I Am Not Your Perfect Mexican Daughter by Erika L. Sánchez and Moxie by Jennifer Mathieu are two of the most powerful YA books of the past year. Every high school classroom has readers looking for books like these and characters like Julia Reyes and Vivian Carter. If you haven’t yet met Julia and Vivian, please introduce yourself and then introduce them to others!
I Am Not Your Perfect Mexican Daughter by Erika L. Sánchez
I Am Not Your Perfect Mexican Daughter opens with Julia and her family mourning the sudden death of older sister Olga, the seemingly perfect child. Then Julia, the family rebel, discovers some surprising clues that maybe her sister wasn’t so perfect after all. Julia’s family life was complex before her sister’s death. Born in America to undocumented Mexican immigrant parents, Julia dreams of attending college in New York and becoming a writer, aspirations that her parents do not understand or accept. With this important book, author Erika L. Sánchez gives readers an authentic look at the lives of the growing number of young people with one foot in America and the other in Mexico. But the novel is more universal than that. As Julia investigates her sister’s secrets, she also learns details about her parents’ earlier lives, and readers are reminded how the people we think we know and understand are often shaped by their buried pasts.
Moxie by Jennifer Mathieu
Author Jennifer Mathieu gets everything right in her novel Moxie. The main character Vivian lives in a small Texas town, and she is more than fed up with how most of the boys in her high school get away with degrading the girls. “Make me is a sandwich” is a favorite taunt, but things eventually go far beyond that. Inspired by her mom’s RiotGrrrl past, Vivian creates and distributes a zine titled Moxie to challenge the girls in her school to resist and fight back.
The girls don’t know who started the magazine, and they react to it in different ways, but as the behavior of the boys and men in the school becomes more and more despicable (and believable), they adopt the zine’s motto “Moxie girls fight back.” Moxie has humor, but it’s mostly just fantastic because of its daring, honesty, and integrity.

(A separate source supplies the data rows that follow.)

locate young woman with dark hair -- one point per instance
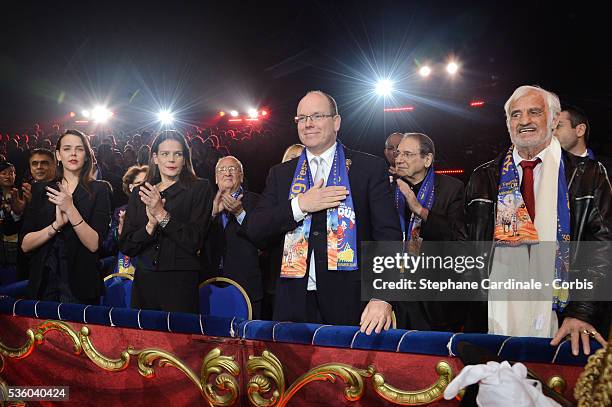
(164, 228)
(64, 225)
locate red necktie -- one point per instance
(527, 186)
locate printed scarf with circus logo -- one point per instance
(514, 226)
(412, 230)
(341, 222)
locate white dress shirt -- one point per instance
(327, 159)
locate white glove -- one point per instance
(500, 385)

In many ways a public high school is a microcosm of its community and culture. We live in a time when a disgraced judge in Alabama had a viable path to the U. S. Senate despite lying about preying on underage girls when he was in his thirties. The President of the United States proudly admits to assaulting women, then dismisses it as locker room talk, as if that makes it okay. A prominent Hollywood producer routinely intimidates and assaults women (including someone I know personally) and gets away with it for a long time. If there was ever a moment when a novel like Moxie is needed, it’s right now.
I hope libraries and classrooms will put a spotlight on I Am Not your Perfect Mexican Daughter and Moxie. Get them out there. The excellent covers will do some of the promotional work, but please talk up these important books!